Seit über 30 Jahren beschäftigt sich Canavero mit der Kopftransplantation, in verschiedenen medizinischen Aufsätzen, teilweise in renommierten Zeitschriften, beschreibt der Italiener seinen verwegenen Plan. Danach würde in einem eigens einzurichtenden Operationszentrum mit bis zu 150, im Turnus arbeitenden Chirurgen, zunächst der zu versetzende Kopf auf bis zu zwölf Grad herunter gekühlt und dann vom gelähmten Körper abgeschnitten. Der entscheidende und medizinisch umstrittenste Schritt ist die notwendige Durchtrennung der Rückenmarksnerven des Empfängers und ihre Zusammenführung mit denen des fremden, gesunden Körpers.

Affe starb nach 36 Stunden

1970 gelang in den USA die Kopftransplantation bei einem Affen, der anschließend jedoch gelähmt blieb und nach 36 Stunden starb. Canavero behauptet, er habe die Lösung. Ein von Spezialisten angefertigtes, extrem scharfes Messer zur glatten Durchtrennung der Nervenfasern sowie Polyethylenglykol als Klebstoff. Die Fachwelt ist skeptisch, aber Canavero hat bereits ein Basisteam aus Ärzten in China, Südkorea und den USA beisammen, die seiner Idee folgen. "Die Wissenschaft interessiert sich für ihn, weil die Reparatur von zerstörten Nervenfasern ein großer Fortschritt wäre, etwa zur Heilung von Querschnittsgelähmten", behauptet Rosati.

Diese Perspektive ist Canaveros Trumpf, die Unbekannten sind unzählig. Welche Überlebenschancen hätte der Patient mit neuem Körper? Sind die Operation und die unkalkulierbaren Folgen einem Menschen zumutbar? Was, wenn das neue Wesen Kinder bekommt? Einen Patienten hat Canavero immerhin schon. Der an einer unheilbaren Form des Muskelschwunds erkrankte Russe Valeri Spiridonov will der erste Mensch mit einem neuen Körper sein.

Bill Gates und Marc Zuckerberg als Mäzen?

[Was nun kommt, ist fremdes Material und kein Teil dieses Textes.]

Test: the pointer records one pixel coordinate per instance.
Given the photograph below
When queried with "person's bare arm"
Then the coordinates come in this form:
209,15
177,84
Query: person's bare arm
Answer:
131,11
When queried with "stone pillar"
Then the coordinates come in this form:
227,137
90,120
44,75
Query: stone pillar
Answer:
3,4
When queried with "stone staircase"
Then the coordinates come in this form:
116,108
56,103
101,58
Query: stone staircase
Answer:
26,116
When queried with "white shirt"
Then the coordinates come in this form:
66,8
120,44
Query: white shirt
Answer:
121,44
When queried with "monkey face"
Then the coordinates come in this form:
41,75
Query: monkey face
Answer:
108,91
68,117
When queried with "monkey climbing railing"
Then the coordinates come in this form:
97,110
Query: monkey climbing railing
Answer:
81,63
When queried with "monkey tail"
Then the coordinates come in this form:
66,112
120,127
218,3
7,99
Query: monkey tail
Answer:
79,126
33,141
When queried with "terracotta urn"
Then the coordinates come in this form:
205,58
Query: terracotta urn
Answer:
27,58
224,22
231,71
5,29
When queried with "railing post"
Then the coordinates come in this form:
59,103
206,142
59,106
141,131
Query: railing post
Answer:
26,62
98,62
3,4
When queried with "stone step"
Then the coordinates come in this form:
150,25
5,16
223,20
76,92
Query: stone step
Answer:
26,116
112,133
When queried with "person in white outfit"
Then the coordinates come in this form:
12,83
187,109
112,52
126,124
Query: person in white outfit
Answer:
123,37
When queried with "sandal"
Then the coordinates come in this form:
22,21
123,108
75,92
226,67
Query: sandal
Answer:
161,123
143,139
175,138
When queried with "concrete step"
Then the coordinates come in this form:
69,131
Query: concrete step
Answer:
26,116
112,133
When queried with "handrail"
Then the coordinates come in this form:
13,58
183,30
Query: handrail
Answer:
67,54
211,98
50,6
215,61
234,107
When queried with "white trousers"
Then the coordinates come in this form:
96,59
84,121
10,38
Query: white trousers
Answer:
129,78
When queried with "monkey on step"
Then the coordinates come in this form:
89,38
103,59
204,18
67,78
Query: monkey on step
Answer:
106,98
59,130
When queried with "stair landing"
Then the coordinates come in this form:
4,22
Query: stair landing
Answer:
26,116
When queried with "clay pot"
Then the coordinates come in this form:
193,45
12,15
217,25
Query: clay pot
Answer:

Ob Spiridonov wirklich der erste sein wird, ist ungewiss. Bis zuletzt behauptete Canavero, die Operation solle noch vor Weihnachten 2017 in China über die Bühne gehen, mit chinesischen Patienten. Inzwischen träumt er wieder, seinen Traum in Europa zu verwirklichen. Wo genau, weiß er wohl nicht einmal selbst. Dem Problem, dass Kopf und Körper sich gegenseitig abstoßen, will Canavero mit "Virtual-Reality-Training" und Psychotherapie beikommen. Auch die Finanzierung der etwa 15 Millionen Euro teuren Operation ist alles andere als gesichert. Canavero klopfte bei den US-Mäzenen Bill Gates und Marc Zuckerberg an, ohne Erfolg.

Sollte das Experiment überraschenderweise in diesem Jahr beginnen, würde Neurochirurg Canavero gar nicht persönlich eingreifen. Ihm fehlt die Operations-Erfahrung. Er würde den tollkühnen Plan im Hintergrund koordinieren, sozusagen als Kopf der ganzen Angelegenheit.